Cosmogenic 35S is useful in understanding a wide variety of chemical and physical processes in the atmosphere, the hydrosphere and the cryosphere. The 87.4-day half-life and the ubiquity of sulfur in natural environments renders it an ideal tracer of many phenomena. Measurements of 35S in snow and water samples are scarce as existing analytical methods require a large volume of sample (>20 L) due to their high analytical activity background and low counting efficiency.

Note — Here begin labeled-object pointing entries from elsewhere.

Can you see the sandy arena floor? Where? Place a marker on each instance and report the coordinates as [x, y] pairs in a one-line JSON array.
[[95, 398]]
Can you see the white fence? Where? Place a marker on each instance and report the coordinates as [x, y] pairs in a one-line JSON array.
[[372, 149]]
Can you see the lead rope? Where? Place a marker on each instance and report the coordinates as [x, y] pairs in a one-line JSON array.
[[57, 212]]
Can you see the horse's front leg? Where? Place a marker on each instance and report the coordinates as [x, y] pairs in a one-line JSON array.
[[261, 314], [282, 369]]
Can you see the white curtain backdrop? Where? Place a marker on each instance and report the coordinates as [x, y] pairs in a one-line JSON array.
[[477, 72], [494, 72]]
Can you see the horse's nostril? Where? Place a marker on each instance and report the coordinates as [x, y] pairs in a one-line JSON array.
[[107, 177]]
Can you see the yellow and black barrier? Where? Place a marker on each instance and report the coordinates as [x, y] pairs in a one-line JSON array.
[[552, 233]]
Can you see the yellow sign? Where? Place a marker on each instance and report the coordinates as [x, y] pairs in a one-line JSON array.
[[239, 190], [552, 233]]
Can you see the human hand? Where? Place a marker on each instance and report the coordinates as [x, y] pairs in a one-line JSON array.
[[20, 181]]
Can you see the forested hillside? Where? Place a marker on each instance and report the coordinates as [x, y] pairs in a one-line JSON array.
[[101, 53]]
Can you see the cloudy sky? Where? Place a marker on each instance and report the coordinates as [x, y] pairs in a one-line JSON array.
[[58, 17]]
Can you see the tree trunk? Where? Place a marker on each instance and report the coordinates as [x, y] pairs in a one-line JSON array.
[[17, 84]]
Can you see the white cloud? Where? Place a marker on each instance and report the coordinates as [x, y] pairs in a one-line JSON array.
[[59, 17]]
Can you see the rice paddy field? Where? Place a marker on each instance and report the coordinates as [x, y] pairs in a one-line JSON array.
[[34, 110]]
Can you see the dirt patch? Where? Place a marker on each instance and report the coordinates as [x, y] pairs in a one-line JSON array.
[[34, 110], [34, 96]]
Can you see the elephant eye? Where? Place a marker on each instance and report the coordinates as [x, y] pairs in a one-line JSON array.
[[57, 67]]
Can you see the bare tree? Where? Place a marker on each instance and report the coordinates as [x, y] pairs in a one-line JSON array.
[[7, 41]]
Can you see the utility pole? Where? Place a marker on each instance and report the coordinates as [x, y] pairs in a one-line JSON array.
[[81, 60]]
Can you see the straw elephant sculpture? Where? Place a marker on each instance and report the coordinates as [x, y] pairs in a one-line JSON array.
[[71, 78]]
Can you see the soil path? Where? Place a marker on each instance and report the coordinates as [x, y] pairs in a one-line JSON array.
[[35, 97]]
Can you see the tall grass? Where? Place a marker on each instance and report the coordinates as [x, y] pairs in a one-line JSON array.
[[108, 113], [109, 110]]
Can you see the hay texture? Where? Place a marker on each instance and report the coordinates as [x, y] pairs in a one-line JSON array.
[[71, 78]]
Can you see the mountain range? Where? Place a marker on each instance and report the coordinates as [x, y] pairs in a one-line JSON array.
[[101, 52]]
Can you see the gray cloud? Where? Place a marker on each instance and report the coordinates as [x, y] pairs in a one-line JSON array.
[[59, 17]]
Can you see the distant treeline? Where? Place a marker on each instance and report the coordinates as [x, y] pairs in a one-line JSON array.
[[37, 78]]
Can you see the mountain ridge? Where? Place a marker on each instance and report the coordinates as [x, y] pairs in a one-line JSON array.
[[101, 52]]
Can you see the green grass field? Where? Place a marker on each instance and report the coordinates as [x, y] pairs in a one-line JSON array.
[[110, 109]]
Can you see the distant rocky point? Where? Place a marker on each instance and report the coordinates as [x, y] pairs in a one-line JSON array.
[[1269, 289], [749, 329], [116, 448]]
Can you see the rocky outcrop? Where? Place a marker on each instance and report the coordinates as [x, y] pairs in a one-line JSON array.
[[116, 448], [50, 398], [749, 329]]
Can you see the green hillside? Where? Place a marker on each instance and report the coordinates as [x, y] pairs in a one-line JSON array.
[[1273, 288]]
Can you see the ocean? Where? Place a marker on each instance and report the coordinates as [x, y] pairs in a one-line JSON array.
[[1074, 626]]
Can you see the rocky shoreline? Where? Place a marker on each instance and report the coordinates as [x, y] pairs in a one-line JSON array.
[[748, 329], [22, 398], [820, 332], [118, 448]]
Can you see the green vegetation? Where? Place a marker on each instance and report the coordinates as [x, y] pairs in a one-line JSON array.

Here, we present a new set of snow/water sample collecting and handling procedures for high-sensitivity determination of cosmogenic 35S using a low-level liquid scintillation spectrometer. Laboratory experiments using diluted 35S standards (with activities of <5 disintegrations per minute) showed a 35S recovery percentage of ~95%, demonstrating a relatively small deviation from the true value. Using this method, we successfully measured 35S in ~1 L of fresh snow sample collected from a glacier on the Tibetan Plateau to be 47±7 mBq/L. Based on 35S activities in 9 natural samples measured in this study, a first proof-of-concept approximation for age determinations and source attributions was presented. This new method will provide a powerful tool in studying 35S in small volumes of snow and water samples, especially those from remote but climatically important regions such as the polar regions and the Tibetan Plateau and Himalayas. The measurements are particularly important as the radioactive sulfur provides an actual clock of glacial melting processes. With the growing rate of glacial loss, the need for measurements from remote locations becomes all the more important.